Die Theelacht zu Norden ist ein seit ca 1100 Jahren auf genossenschaftlicher Basis geführter Familienverband. Sie verwaltet gemeinsamen Grundbbesitz in den Marschen des nördlichen und östlichen Norderlandes und schüttet die durch Verpachtung erwirtschafteten Gewinne an ihre Mitglieder aus. Ihren zentralen Verwaltungssitz hat die Theelacht in der Theelachtskammer des alten Rathauses am Norder Marktplatz. Das Wort "Theelacht" bedeutet wörtlich übersetzt "Anteilsaufsicht".

Ursprünge

Die alten Theelachts-Überlieferungen erzählen, dass die um 884 bei Norden statt gefundene Schlacht der Friesen gegegn die Normannen den eigentliche Beginn der Genossenschaftsgeschichte markiert. Nach dem Abzug der siegreichen Friesen und der geschlagenen Normannen nahmen eine Reihe Norder Einwohner die Gelegenheit wahr, die einst an die Normannen verlorenen Gebiete in den Hilgenrieder und Nesser Buchten zurück zu erobern. Die Teilnehmer dieser Rückeroberung gründeten die Theelacht zu Norden mit dem Ziel, die wieder gewonnenen Gebiete in ungeteilter Gemeinschaft zu nutzen und zu verwalten. Die ursprüngliche Eigennutzung des Theelacht-Landes ist inzwischen durch die Verpachtung des Landes abgelöst worden. Die Theelacht ist in ihrer Art die älteste Genossenschaft in Europa.

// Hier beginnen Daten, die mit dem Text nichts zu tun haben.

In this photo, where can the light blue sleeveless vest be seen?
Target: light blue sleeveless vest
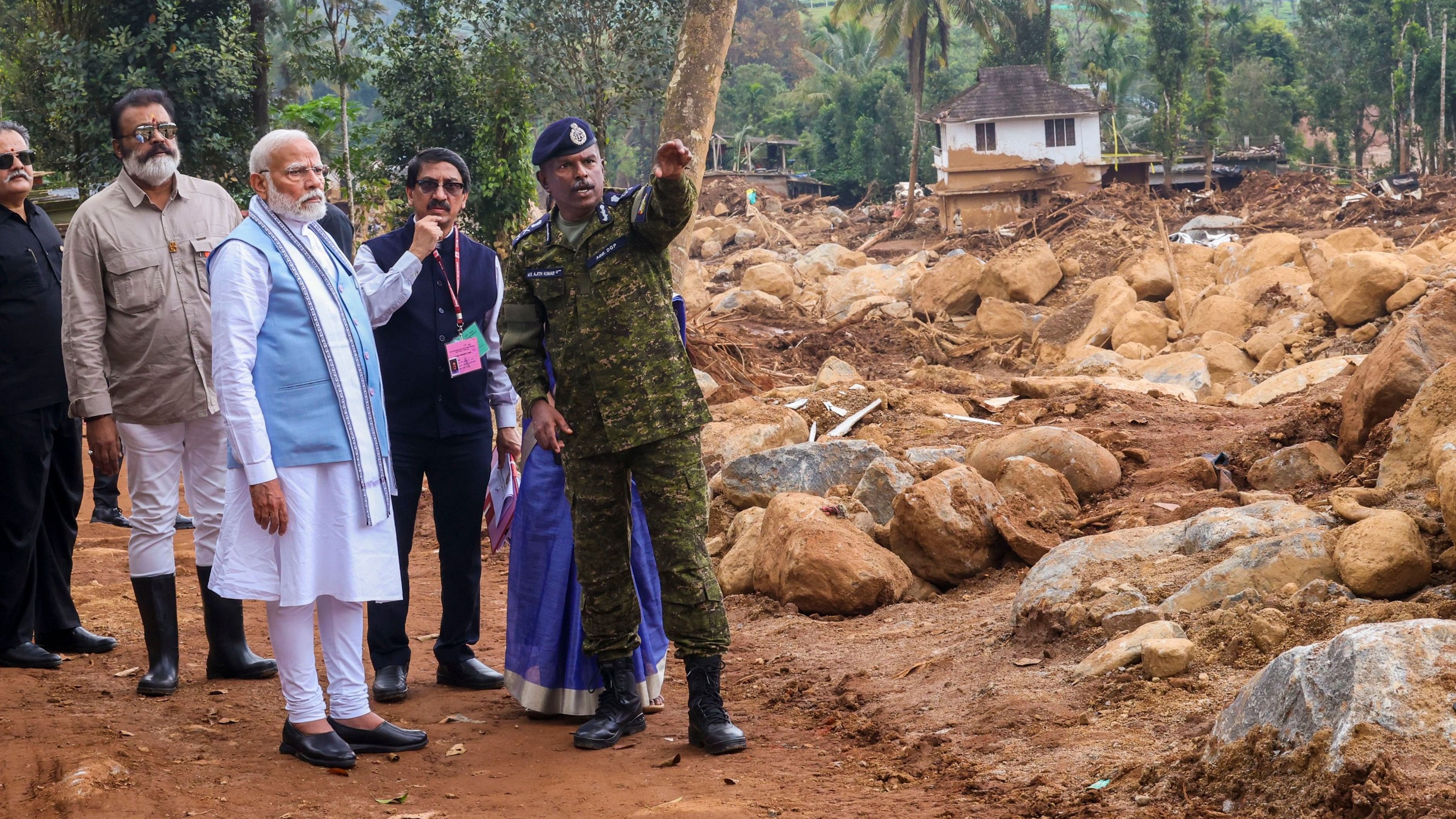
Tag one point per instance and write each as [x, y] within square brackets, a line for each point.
[292, 376]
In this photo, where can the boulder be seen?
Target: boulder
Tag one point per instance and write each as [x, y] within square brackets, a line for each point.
[1027, 271]
[1044, 488]
[1298, 379]
[1264, 251]
[1264, 565]
[822, 563]
[1221, 313]
[1187, 370]
[769, 277]
[951, 288]
[1142, 328]
[1352, 694]
[1292, 466]
[836, 373]
[1408, 460]
[749, 302]
[1384, 556]
[943, 527]
[1353, 239]
[1356, 286]
[1087, 466]
[865, 281]
[1001, 319]
[1127, 649]
[884, 481]
[765, 427]
[1088, 322]
[1066, 575]
[753, 481]
[1413, 350]
[1164, 658]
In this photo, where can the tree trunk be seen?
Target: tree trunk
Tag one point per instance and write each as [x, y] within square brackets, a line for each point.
[691, 101]
[919, 43]
[348, 159]
[258, 25]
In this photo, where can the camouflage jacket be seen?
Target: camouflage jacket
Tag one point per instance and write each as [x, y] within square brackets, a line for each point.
[603, 313]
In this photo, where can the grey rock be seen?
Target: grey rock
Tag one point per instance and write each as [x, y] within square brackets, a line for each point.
[1130, 620]
[815, 469]
[1263, 566]
[883, 482]
[1368, 684]
[1066, 574]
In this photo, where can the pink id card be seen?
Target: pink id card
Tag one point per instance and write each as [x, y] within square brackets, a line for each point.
[463, 357]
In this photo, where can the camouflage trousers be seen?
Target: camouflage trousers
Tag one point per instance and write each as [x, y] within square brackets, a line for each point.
[673, 488]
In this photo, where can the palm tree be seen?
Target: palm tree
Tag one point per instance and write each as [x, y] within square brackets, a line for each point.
[912, 22]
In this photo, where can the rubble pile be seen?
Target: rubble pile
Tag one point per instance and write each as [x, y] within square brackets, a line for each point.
[890, 430]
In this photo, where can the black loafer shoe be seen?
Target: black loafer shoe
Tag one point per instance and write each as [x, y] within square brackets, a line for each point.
[382, 739]
[110, 515]
[391, 684]
[469, 674]
[30, 655]
[75, 642]
[322, 750]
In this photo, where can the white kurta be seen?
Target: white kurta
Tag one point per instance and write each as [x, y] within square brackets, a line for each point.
[328, 549]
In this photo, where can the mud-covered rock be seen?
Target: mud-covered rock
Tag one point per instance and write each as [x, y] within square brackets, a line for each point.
[943, 527]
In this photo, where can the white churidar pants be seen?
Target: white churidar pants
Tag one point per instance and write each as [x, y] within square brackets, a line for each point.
[156, 456]
[341, 632]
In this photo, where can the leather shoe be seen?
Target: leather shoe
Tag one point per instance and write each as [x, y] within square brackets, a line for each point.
[30, 655]
[76, 642]
[469, 674]
[391, 684]
[322, 750]
[380, 739]
[110, 515]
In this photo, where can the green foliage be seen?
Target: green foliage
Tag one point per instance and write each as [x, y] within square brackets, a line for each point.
[463, 91]
[68, 64]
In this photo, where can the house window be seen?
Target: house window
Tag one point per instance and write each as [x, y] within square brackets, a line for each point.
[1062, 133]
[986, 136]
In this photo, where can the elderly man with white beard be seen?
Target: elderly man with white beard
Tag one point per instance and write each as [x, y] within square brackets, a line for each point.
[137, 345]
[308, 524]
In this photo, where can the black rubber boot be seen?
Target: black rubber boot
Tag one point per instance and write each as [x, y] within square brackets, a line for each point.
[619, 709]
[228, 652]
[708, 724]
[158, 603]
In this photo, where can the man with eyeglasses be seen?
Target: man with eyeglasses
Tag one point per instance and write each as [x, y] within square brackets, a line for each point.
[41, 457]
[139, 363]
[439, 287]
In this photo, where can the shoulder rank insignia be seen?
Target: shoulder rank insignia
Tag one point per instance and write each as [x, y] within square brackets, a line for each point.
[533, 227]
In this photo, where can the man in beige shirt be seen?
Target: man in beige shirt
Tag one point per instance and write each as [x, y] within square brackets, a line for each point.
[139, 369]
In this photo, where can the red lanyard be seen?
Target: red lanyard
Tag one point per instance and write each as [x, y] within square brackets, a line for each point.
[455, 290]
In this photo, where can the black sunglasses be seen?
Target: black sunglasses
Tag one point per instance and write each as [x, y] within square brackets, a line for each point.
[27, 158]
[430, 187]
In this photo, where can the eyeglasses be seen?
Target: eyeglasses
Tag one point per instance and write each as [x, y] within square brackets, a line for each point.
[430, 187]
[143, 133]
[27, 158]
[299, 172]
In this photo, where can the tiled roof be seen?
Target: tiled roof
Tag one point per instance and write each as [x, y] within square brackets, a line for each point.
[1014, 91]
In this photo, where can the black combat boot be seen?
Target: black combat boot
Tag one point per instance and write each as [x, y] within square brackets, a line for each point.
[158, 603]
[619, 709]
[708, 724]
[228, 652]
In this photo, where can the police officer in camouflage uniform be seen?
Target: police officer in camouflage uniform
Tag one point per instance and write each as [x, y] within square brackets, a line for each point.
[589, 287]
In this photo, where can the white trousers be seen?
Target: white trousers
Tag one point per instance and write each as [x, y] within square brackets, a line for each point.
[341, 632]
[156, 457]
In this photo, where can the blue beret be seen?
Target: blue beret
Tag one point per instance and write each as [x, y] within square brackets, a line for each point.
[563, 137]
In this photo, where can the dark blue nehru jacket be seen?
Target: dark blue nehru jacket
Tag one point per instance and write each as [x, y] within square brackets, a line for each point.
[420, 395]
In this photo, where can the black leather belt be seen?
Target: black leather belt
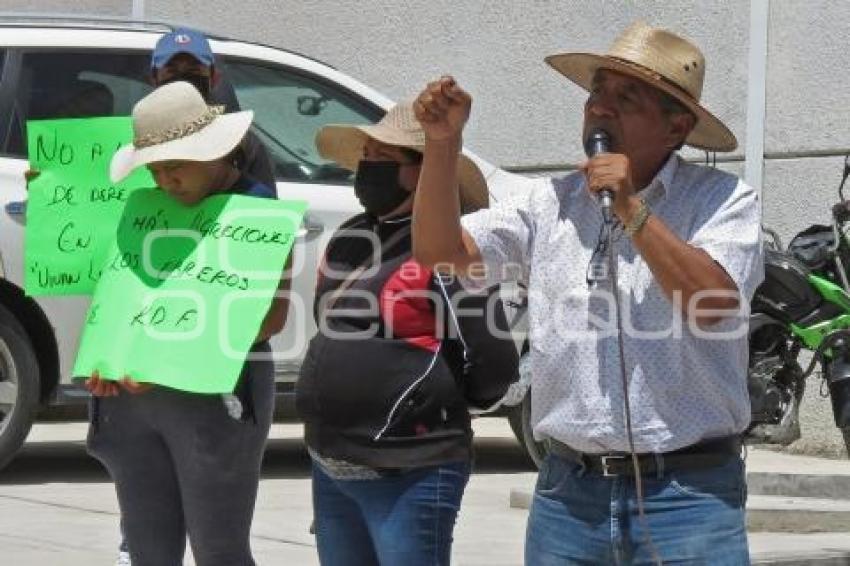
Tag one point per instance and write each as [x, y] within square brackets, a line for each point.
[706, 454]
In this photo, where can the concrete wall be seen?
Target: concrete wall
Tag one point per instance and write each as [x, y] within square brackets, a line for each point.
[526, 116]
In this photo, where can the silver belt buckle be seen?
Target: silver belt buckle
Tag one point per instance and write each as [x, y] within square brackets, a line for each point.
[604, 459]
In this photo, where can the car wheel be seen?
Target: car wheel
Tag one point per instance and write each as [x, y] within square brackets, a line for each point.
[520, 419]
[519, 416]
[19, 386]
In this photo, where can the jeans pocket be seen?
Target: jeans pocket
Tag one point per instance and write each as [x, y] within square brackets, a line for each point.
[554, 477]
[726, 482]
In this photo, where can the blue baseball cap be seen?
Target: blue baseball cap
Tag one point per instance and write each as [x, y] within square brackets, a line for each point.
[182, 40]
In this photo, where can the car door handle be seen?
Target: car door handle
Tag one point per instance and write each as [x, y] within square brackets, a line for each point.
[311, 226]
[17, 209]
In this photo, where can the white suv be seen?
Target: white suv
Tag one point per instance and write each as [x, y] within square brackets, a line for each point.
[47, 65]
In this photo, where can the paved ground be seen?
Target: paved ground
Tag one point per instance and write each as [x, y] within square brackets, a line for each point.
[58, 508]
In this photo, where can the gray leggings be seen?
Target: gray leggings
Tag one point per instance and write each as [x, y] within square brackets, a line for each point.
[181, 465]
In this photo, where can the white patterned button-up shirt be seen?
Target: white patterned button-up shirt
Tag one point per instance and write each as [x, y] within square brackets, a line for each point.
[686, 385]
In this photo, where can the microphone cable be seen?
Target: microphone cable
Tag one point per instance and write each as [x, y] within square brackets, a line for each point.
[605, 247]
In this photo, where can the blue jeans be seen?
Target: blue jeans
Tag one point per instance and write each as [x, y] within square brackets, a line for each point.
[694, 517]
[405, 519]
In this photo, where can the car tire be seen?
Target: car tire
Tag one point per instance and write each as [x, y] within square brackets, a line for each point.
[520, 420]
[19, 386]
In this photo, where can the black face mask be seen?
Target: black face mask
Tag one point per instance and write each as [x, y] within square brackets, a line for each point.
[377, 187]
[200, 82]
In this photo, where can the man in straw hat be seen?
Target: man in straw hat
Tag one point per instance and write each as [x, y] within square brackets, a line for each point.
[185, 462]
[688, 259]
[387, 382]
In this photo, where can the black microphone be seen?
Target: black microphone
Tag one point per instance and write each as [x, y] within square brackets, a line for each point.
[599, 141]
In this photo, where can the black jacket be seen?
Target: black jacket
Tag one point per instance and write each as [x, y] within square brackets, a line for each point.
[398, 395]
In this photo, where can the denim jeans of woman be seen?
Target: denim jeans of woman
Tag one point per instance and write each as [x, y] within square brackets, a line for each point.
[401, 519]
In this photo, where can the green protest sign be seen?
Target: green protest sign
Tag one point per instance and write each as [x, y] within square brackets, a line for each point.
[185, 289]
[72, 207]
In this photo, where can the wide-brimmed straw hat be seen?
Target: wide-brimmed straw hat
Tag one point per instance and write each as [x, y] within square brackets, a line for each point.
[343, 143]
[175, 123]
[663, 60]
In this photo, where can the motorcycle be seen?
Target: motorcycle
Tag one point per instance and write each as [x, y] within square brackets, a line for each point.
[802, 306]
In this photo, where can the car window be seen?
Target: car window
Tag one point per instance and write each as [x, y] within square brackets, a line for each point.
[70, 84]
[289, 108]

Aufbau und Satzung der Theelacht

Die Theelachter entwickelten eine eigene Rechtsordnung. Entscheidungen werden demokratisch gefällt. Ein mittelalterliches Erbrecht, das bis heute gilt, sorgt dafür, dass die Genossenschaftsanteile durch Generationen hindurch in den Händen der alten Theelachtsfamilien verbleiben.

Vier Theelachter verwalten die Theel-Lande und sorgen für die zweimal jährlich statt findende Rechnungslegung Diese erfolgt nach einem genau festgelegten Zeremoniell, bei dem Tonpfeifen, Tabak und das warme Theelbier den Versammelten gereicht werden.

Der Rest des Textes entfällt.